On 14 Nov 2014, at 10:26, Nigel Titley <nigel@titley.com> wrote:
I'm sorry, I don't understand what you mean with less "secure" routing table in this context. Can you elaborate? Or maybe give an (hypothetical) example?
I'm not sure but this sounds like Kaveh thinks that ISPs perform negative filtering whereas, at least in my experience they perform positive filtering, which will be made *more* secure.

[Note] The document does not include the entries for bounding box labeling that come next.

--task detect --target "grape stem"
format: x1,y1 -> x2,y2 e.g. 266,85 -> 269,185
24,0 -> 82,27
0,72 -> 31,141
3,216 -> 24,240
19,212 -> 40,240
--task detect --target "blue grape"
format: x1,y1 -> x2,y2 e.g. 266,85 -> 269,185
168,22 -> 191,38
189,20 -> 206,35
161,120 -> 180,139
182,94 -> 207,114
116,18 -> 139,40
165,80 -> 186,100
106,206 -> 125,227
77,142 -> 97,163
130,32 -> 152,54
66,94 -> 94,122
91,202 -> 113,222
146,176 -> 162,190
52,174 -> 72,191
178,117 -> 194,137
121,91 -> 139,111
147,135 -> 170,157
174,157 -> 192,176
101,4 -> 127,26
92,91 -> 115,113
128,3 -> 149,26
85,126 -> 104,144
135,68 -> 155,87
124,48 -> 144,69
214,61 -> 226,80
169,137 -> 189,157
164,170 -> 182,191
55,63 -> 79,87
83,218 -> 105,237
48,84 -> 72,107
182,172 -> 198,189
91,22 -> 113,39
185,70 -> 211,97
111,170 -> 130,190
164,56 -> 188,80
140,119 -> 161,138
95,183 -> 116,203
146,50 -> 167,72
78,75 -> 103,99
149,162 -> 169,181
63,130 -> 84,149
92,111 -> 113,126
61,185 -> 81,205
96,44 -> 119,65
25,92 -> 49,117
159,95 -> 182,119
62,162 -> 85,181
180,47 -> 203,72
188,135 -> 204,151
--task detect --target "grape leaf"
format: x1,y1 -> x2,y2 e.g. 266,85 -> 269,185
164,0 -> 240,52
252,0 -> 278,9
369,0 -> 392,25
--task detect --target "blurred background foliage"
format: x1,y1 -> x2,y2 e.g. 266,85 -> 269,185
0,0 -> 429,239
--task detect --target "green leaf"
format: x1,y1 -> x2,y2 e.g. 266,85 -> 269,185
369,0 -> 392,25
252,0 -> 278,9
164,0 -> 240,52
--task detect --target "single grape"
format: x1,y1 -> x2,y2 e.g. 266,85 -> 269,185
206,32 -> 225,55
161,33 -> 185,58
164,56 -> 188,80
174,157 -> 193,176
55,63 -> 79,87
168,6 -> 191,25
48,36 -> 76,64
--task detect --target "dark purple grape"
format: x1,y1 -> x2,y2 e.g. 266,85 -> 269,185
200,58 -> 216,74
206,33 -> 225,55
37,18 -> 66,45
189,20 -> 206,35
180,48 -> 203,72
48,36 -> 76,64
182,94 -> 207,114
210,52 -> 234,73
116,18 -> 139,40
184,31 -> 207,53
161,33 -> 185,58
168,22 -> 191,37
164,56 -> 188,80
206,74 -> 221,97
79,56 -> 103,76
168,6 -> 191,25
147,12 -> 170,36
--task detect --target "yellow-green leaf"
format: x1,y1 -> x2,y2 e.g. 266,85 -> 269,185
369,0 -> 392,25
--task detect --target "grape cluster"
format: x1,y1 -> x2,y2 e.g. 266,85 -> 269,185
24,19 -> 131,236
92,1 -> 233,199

Hello, Sorry for not being clear. To my understanding, these are the three scenarios where most operators make their routing decision: 1- Route is seen and is in the IRR: Provider accepts it. 2- Route is seen but differs from IRR: Except if the received route is a subset of IRR object, it is rejected. 3- Route is seen and is absent in IRR: Provider rejects if the route is coming from a downstream provider, accepts it otherwise. So, if we change the RIPE Database default behaviour to return "%ERROR:101: no entries found” when they run their trustworthy scripts, they will get less route objects, which will in practice downgrade some of the cases which would have caught by strategy (2) and rejected to the category (3) and accepted. This is where if we only make this change on the server side, we have made the system less useful. As I have written to routing-wg, I just wanted to point out that these kinds of changes should accompany provider behaviour and toolset changes as well. Without them, they will have no effect, if not negative. If we have the commitment in the operator space and toolset provider space, this can be a very positive change towards better data quality. All the best, Kaveh.